To produce soybean meal and oil, beans are transported by truck or rail to a soybean processing facility. The beans are inspected, cleaned, and cracked to remove the hull. Rolling machines disrupt the oil cells, facilitating oil extraction. Oil is typically solvent-extracted using hexane, a highly flammable liquid agent. Solvent extraction removes all but 1 percent of the oil from the meal. The defatted soy flakes enter a rotary dryer, are cooled, then ground to the preferred level of fineness. Around 95 percent of defatted soy flakes are processed as soybean meal for animal feed, although some flakes are ground into soy flour, soy grits, soy protein concentrates, or textured vegetable protein (TVP). The remaining soybean oil is further refined and processed for food or industrial use.

US soybean processors crush 2 billion bushels of soybeans each year (a bushel of soybeans is 60 pounds). The average soybean processing facility can process 65,000 bushels of beans a day. Each bushel yields 44 pounds of meal and 11 pounds of oil; 75 percent of all edible fats and oils consumed in the US are derived from soybeans.

To produce corn-based oils and sweeteners, #2 yellow dent corn is shipped by truck or rail to a wet corn mill. The corn is inspected and cleaned twice to remove the cob, chaff, and dust. Cleaned corn enters steep tanks in a continuous batch process, where the grain is steeped in a rotating water solution containing 0.1 percent sulfuric acid. This 24- to 48-hour process softens the kernel for milling and helps break down proteins. After steeping, the corn flows in a water slurry to a germ separator, where cyclone separators spin the corn germ out of the slurry. Further refining of the germ produces corn oil for cooking. Corn germ contains 85 percent of corn's total oil content.
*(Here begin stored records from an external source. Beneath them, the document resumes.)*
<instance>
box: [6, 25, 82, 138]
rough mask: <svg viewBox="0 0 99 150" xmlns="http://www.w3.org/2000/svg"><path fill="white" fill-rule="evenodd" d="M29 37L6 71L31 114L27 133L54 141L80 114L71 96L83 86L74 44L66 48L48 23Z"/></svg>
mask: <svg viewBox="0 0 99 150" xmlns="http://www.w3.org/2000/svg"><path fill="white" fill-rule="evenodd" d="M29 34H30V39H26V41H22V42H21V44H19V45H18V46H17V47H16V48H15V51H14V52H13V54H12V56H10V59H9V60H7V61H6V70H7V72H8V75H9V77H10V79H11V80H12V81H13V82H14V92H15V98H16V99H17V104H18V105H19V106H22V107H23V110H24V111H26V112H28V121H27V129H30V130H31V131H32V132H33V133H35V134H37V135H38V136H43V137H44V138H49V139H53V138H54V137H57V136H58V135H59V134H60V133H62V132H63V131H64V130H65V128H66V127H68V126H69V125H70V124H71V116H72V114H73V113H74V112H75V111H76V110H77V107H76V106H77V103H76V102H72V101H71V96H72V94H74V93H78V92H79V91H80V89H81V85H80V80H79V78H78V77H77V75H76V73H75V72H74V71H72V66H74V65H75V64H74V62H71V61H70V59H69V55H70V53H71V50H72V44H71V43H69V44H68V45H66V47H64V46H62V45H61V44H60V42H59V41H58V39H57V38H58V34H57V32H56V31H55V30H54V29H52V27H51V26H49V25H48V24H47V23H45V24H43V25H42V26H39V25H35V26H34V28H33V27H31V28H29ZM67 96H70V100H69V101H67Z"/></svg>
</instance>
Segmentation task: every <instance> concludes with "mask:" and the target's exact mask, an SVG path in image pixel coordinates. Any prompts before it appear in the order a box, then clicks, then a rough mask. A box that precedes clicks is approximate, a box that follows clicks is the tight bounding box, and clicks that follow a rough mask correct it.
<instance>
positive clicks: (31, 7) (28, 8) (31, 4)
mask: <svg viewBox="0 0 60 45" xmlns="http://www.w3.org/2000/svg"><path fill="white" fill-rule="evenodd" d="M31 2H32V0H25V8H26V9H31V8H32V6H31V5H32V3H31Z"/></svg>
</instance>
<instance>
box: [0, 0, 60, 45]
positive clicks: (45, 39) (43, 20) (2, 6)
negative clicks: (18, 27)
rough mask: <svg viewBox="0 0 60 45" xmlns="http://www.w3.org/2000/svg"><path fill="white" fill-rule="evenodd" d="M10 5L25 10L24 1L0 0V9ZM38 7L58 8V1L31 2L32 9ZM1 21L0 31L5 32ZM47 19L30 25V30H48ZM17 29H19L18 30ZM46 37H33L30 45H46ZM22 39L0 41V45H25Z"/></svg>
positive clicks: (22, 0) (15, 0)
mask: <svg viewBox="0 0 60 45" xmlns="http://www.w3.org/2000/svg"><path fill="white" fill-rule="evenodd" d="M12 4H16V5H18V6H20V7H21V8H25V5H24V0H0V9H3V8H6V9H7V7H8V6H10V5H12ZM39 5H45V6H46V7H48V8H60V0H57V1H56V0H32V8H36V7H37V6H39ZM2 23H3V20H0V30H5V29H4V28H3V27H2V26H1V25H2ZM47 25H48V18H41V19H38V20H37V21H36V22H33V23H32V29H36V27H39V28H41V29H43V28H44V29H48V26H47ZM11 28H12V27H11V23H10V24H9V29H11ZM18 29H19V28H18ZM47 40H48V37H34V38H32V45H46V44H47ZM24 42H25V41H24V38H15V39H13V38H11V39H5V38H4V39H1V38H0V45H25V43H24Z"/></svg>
The remaining slurry of fiber, starch, and protein is ground, screened, and separated. Corn starch is washed up to 15 times to remove all traces of proteins. Processors use various acids or enzymes to convert the liquid starch into dextrose, maltose, or high-fructose corn syrup (HFCS). Dextrose is typically fermented and distilled to produce fuel ethanol.

The corn milling industry processes 3.5 billion bushels of corn annually (a bushel of corn is 56 pounds). A bushel of wet-milled corn produces about 33 pounds of HFCS (dry weight); 15 pounds of gluten feed; and 2 pounds of crude corn oil. Each year, processors manufacture 15 million tons of HFCS, representing nearly 60 percent of the US nutritive sweeter market. The industry also processes 5 million tons of corn oil meal for livestock and 500,000 tons of corn oil annually. The largest wet corn mills have a daily grind capacity of 2 million bushels.

Common inputs in the edible oils industry include electricity, water, chemicals to extract oils, and equipment repairs. Buying the grains or oilseed is, by far, the largest material cost.

Recent technological advances often involve uncovering new uses for processed soybean or corn. New products include dextrose-based biodegradable plastic, soy- and corn-based lubricants and chemicals, and food oils that are free of unhealthy trans fats. Large processors with advanced research capabilities genetically modify soybean and corn strains to create new hybrids and improve the viability of existing seed.